The Trusting Heart & the Primacy of the Mystical Life
HOLY ENOUGH TO WALK ON WATER
Ed. Note: During the 1985-1986 academic year, Henri J.M. Nouwen was a priest-in-residence at the l’Arche community in Trosly-Breuil, France (a Catholic/ecumenical community serving disabled persons). This article is the second installment in a series of articles reflecting on that year. The series is adapted from his diary for the year.
Thursday, October 17, 1985
At 9 a.m. I went to Père Thomas for spiritual direction. I asked him about my need for affection. I told him that getting older had not lessened that need, and that I feared it might prevent rather than help the development of my spiritual life. It took me about five minutes to express my problem. Père Thomas responded with a two-hour long answer! After half an hour I was so tired from trying to grasp fully the meaning of his words, as well as his difficult French, that I interrupted him by saying, “Thank you so much, that gives me enough to think about for a long time.”
But the good Père gave me another hour and a half of profound ideas and insights that will keep me going forever!

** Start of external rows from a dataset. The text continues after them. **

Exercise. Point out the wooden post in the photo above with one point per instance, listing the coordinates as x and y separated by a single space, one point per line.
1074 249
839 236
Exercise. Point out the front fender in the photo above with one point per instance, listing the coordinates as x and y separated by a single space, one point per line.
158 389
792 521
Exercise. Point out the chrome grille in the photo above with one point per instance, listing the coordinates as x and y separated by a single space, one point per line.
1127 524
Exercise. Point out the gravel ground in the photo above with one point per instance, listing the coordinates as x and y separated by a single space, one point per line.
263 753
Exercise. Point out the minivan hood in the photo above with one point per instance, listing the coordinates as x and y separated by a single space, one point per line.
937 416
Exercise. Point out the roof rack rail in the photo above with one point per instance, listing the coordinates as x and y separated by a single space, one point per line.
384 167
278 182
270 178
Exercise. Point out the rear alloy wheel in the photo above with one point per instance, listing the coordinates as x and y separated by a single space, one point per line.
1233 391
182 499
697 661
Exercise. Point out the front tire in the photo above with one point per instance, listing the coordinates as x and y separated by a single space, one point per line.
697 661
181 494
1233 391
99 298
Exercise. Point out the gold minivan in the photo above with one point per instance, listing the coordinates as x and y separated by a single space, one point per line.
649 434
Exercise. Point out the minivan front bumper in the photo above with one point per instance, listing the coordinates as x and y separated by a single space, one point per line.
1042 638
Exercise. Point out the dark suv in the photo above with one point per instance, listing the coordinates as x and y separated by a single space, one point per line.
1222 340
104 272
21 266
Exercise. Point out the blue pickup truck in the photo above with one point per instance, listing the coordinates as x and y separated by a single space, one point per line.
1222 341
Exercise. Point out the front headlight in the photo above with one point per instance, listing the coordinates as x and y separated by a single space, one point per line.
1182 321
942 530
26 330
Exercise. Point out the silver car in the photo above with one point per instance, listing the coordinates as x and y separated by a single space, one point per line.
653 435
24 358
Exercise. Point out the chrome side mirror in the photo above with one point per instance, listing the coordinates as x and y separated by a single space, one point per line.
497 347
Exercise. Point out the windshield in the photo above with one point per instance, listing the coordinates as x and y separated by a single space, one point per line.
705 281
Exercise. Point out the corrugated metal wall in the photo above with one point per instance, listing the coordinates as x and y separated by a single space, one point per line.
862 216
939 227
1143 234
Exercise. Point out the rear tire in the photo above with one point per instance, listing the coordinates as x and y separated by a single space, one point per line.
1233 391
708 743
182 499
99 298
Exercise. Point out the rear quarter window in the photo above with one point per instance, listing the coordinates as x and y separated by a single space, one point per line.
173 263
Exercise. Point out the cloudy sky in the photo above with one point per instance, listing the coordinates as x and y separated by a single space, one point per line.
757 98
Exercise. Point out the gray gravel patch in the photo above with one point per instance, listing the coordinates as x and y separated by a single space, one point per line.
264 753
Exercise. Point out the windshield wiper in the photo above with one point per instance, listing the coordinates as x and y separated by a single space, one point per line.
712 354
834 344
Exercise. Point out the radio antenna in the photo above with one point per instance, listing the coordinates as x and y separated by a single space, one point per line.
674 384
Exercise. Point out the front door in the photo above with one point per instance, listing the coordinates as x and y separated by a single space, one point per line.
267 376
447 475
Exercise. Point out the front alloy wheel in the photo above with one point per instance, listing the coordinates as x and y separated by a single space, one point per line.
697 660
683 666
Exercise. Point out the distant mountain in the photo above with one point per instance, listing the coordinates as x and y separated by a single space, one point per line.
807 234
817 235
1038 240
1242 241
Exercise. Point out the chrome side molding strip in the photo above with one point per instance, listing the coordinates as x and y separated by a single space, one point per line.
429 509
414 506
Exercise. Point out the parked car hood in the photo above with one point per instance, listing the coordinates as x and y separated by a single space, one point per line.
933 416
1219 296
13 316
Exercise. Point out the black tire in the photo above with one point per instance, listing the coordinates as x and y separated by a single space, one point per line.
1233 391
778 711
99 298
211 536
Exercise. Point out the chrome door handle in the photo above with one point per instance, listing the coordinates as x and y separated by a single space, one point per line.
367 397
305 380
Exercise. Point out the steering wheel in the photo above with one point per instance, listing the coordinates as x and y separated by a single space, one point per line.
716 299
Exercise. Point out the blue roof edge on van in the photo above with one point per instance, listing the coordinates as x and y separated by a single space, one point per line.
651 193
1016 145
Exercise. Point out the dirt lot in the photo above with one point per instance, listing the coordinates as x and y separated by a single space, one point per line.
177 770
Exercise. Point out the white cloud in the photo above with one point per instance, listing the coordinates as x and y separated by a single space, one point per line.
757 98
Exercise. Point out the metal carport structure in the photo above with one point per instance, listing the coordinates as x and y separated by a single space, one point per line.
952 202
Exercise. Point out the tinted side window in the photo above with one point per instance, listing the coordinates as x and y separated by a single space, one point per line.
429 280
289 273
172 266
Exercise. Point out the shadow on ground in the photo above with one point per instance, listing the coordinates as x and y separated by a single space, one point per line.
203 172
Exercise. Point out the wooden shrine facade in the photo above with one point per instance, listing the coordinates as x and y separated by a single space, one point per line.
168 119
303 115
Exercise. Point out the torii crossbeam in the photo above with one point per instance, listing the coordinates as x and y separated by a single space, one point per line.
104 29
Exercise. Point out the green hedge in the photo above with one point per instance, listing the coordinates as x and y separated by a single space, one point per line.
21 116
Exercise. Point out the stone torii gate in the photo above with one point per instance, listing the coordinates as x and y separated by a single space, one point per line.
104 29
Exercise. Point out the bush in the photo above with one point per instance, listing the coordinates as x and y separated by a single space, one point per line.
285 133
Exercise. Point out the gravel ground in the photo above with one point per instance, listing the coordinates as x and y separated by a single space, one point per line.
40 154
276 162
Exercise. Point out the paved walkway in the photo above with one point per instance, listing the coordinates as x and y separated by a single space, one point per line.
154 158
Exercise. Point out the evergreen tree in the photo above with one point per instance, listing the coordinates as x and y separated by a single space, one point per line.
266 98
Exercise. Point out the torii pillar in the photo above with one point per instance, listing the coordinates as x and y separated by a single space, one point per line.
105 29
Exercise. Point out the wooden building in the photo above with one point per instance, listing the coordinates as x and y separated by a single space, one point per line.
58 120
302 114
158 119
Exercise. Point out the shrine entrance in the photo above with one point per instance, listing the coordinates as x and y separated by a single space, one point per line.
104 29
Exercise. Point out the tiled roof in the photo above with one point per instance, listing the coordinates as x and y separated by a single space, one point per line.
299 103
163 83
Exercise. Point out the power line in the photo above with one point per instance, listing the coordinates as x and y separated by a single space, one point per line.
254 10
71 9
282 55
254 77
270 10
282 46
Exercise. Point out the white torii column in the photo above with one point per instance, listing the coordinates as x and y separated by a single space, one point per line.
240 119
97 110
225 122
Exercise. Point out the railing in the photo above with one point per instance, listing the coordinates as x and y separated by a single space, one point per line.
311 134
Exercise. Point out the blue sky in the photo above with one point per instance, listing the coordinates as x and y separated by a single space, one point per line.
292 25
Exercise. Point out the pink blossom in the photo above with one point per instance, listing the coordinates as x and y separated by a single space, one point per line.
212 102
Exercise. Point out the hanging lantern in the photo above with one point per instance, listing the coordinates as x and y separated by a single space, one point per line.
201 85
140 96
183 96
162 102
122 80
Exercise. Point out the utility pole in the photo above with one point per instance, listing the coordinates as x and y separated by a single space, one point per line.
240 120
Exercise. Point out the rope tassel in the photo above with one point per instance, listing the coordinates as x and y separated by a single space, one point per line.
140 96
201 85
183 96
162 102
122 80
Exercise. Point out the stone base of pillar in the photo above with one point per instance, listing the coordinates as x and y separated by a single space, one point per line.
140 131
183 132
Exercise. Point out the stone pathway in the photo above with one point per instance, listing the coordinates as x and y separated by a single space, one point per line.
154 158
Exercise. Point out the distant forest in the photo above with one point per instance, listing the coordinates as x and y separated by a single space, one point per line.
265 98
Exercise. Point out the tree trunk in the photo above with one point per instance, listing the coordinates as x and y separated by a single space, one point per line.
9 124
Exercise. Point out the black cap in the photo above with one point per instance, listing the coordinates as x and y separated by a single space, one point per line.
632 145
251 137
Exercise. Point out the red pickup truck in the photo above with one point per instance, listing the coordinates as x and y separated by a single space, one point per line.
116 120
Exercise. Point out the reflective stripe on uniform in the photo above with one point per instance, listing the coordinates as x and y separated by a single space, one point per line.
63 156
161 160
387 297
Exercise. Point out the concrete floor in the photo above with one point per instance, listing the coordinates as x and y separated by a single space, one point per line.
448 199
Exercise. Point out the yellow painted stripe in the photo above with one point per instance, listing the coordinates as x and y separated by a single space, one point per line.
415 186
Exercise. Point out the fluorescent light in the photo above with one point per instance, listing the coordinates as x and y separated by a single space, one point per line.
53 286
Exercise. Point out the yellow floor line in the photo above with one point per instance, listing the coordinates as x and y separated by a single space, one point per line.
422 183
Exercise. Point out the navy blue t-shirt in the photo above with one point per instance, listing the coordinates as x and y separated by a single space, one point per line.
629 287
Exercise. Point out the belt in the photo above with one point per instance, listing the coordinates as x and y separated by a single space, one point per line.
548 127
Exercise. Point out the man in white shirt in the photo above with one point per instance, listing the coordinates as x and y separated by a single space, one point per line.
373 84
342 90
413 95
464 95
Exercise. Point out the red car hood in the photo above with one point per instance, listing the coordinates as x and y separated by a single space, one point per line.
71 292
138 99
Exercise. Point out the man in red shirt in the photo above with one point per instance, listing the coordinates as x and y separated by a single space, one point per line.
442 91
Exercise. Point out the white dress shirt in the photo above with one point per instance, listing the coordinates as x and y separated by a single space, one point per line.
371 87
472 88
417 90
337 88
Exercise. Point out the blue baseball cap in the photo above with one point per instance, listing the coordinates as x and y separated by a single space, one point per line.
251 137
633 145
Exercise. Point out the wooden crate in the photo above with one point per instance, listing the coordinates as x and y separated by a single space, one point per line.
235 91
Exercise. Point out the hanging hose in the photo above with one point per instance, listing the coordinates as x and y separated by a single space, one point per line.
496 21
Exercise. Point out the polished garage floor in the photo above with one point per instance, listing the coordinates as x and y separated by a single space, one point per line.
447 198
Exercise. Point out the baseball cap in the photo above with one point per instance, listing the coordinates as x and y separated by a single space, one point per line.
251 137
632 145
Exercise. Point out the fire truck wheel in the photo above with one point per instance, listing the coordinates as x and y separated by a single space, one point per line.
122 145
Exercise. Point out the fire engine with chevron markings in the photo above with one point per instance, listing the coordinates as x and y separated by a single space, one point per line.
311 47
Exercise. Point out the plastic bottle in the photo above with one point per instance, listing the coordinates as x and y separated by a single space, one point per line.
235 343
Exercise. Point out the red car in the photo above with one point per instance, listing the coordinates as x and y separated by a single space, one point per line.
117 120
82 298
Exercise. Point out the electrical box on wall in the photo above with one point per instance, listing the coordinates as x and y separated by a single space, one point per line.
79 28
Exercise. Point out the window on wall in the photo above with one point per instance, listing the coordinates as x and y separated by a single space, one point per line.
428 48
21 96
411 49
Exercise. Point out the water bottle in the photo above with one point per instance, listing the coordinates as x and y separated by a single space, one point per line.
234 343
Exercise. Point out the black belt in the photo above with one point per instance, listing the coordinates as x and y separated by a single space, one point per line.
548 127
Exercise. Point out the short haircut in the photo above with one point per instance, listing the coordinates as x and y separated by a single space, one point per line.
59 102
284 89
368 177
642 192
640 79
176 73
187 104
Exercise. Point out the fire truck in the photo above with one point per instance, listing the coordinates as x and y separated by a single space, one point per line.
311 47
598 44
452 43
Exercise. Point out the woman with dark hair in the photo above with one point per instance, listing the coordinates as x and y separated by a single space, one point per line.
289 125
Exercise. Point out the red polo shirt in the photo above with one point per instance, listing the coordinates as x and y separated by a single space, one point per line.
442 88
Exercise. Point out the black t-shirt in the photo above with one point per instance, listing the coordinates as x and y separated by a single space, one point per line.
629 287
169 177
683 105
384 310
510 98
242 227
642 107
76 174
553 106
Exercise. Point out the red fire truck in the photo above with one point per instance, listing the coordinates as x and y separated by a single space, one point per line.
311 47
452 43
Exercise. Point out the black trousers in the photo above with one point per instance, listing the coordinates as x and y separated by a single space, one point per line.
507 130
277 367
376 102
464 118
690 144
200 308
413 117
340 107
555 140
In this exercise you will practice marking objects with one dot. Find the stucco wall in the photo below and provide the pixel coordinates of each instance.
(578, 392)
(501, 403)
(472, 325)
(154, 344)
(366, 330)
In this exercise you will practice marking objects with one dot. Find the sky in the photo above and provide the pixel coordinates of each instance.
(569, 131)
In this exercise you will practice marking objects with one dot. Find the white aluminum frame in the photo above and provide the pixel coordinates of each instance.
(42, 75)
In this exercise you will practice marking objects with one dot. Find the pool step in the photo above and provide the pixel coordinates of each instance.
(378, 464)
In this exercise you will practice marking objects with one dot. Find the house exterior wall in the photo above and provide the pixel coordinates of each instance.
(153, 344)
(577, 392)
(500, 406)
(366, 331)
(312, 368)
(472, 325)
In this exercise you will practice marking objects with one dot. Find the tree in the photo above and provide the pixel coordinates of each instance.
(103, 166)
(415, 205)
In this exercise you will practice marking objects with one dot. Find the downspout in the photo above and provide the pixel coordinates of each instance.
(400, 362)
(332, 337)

At first I felt overwhelmed by this long theological reflection, but now I realize that Père Thomas wanted to give me a new context within which to raise the questions that have been dominating my emotional life. It seemed as if Père Thomas wanted to help me think differently before helping me feel differently.
He started by saying that for many of us in this highly psychologized culture, affection has become the central concern. We have come to judge ourselves in terms of the affection that is given or refused us. The media — television, magazines, and advertisements — have strongly reinforced the idea that human affection is what we really need. Being loved, liked, appreciated, praised, recognized, etc. — these are the most desired “prizes” of life. The withholding of these forms of affection can throw us into an abyss of loneliness, depression, even suicide. We have developed great sophistication in analyzing the many nuances of our affections, and developed a rich language which allows us to express how we feel about ourselves and others at different times and in different situations. We have become highly developed psychological beings, and the range of our emotions and feelings has become increasingly wide.
I very much agree with Père Thomas. During my recent years at Harvard I saw much attention given to love in its many expressions as well as to the withholding of love through anger, resentment, and indignation. Even at the Divinity School, psychological language often made spiritual and theological language sound irrelevant, superficial, and even offensive.